Valley in Agder, Norway

Sirdalen is a river valley in Agder county, Norway. The 90 km long valley is located in Sirdal Municipality and Flekkefjord Municipality, and it extends from the lake Lundevatnet in the south to the Lyseheiane and Sirdalsheiane mountains in the north. The river Sira flows through the valley floor and the valley gets its name from this river.

The southern part of Sirdalen, from Lundevatnet to the village of Tonstad, is dominated by the 27 km long and narrow lake Sirdalsvatnet, which is part of the Sira river system. Between Tonstad and Handeland, the valley is very narrow and cramped, while northward from Handeland it becomes more open and gradually merges into the open landscape of the surrounding mountains.

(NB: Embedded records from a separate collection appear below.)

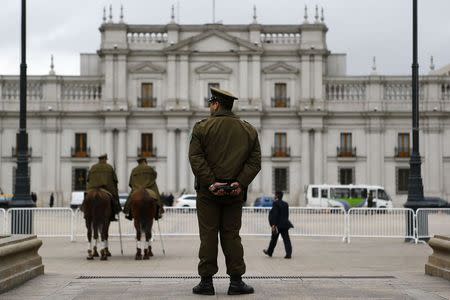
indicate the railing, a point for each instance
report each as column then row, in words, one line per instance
column 400, row 91
column 147, row 37
column 445, row 91
column 402, row 152
column 146, row 102
column 75, row 152
column 431, row 221
column 14, row 151
column 400, row 223
column 11, row 90
column 146, row 152
column 346, row 151
column 280, row 38
column 44, row 222
column 81, row 90
column 281, row 151
column 2, row 221
column 381, row 222
column 347, row 90
column 280, row 102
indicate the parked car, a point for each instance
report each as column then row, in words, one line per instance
column 263, row 201
column 186, row 200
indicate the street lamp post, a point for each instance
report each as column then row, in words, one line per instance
column 21, row 222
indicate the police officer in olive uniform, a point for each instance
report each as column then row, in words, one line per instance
column 224, row 152
column 102, row 175
column 144, row 176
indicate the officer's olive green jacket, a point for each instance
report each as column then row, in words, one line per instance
column 223, row 147
column 144, row 176
column 102, row 175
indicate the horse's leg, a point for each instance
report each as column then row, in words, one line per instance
column 89, row 236
column 107, row 238
column 103, row 254
column 137, row 226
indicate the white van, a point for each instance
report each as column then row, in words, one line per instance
column 346, row 196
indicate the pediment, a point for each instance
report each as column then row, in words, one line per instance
column 146, row 67
column 213, row 41
column 280, row 68
column 213, row 68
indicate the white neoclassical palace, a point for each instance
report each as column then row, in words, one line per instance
column 147, row 85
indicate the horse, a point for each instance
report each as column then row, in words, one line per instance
column 97, row 213
column 143, row 210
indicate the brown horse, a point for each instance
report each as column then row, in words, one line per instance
column 143, row 210
column 97, row 213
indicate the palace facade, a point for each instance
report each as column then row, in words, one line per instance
column 147, row 85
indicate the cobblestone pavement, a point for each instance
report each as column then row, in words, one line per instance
column 320, row 269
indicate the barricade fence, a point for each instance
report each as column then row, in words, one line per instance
column 307, row 221
column 431, row 221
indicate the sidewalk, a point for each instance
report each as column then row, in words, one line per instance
column 320, row 269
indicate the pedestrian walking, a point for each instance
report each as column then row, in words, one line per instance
column 225, row 157
column 280, row 224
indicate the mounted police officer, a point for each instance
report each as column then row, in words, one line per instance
column 144, row 176
column 225, row 157
column 102, row 175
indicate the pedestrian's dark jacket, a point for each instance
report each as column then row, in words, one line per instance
column 224, row 148
column 279, row 215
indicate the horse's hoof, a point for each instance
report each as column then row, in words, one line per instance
column 150, row 251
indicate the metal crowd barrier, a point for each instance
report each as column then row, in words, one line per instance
column 381, row 223
column 431, row 221
column 2, row 221
column 44, row 222
column 311, row 222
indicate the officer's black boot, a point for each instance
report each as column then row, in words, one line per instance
column 205, row 287
column 238, row 287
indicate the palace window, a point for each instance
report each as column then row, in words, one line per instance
column 346, row 175
column 280, row 148
column 211, row 85
column 402, row 180
column 403, row 146
column 280, row 179
column 79, row 179
column 147, row 99
column 280, row 99
column 147, row 148
column 346, row 149
column 81, row 149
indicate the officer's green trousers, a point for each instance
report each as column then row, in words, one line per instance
column 217, row 217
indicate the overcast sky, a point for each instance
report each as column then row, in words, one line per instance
column 360, row 28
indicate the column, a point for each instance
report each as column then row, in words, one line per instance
column 108, row 148
column 184, row 78
column 171, row 161
column 256, row 77
column 183, row 178
column 108, row 93
column 305, row 78
column 243, row 77
column 121, row 81
column 171, row 77
column 318, row 157
column 305, row 157
column 318, row 77
column 121, row 168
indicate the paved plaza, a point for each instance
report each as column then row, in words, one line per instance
column 321, row 268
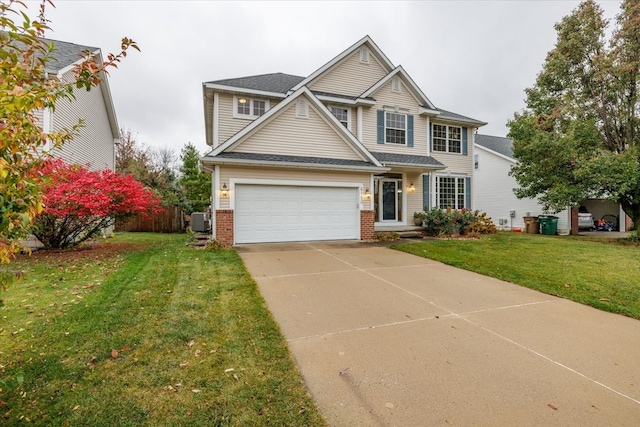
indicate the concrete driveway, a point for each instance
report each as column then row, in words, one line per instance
column 384, row 338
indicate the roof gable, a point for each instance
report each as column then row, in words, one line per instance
column 497, row 144
column 366, row 41
column 273, row 82
column 409, row 83
column 233, row 144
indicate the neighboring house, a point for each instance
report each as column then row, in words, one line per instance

The Sira River and the neighboring Kvina River and most of their tributaries have been developed for power production. There are several large power reservoirs that have been dammed in and in the mountains surrounding the Sirdalen valley including the lakes Svartevatn, Gravatn, and Valevatn. The main Tonstad Hydroelectric Power Station in Tonstad is Norway's largest in terms of production.

Along the sides of the valley in upper Sirdalen, especially the Tjørhom – Ådneram area, there are many ski and alpine resorts. The area is popular with ski tourists, especially from Rogaland and Agder counties.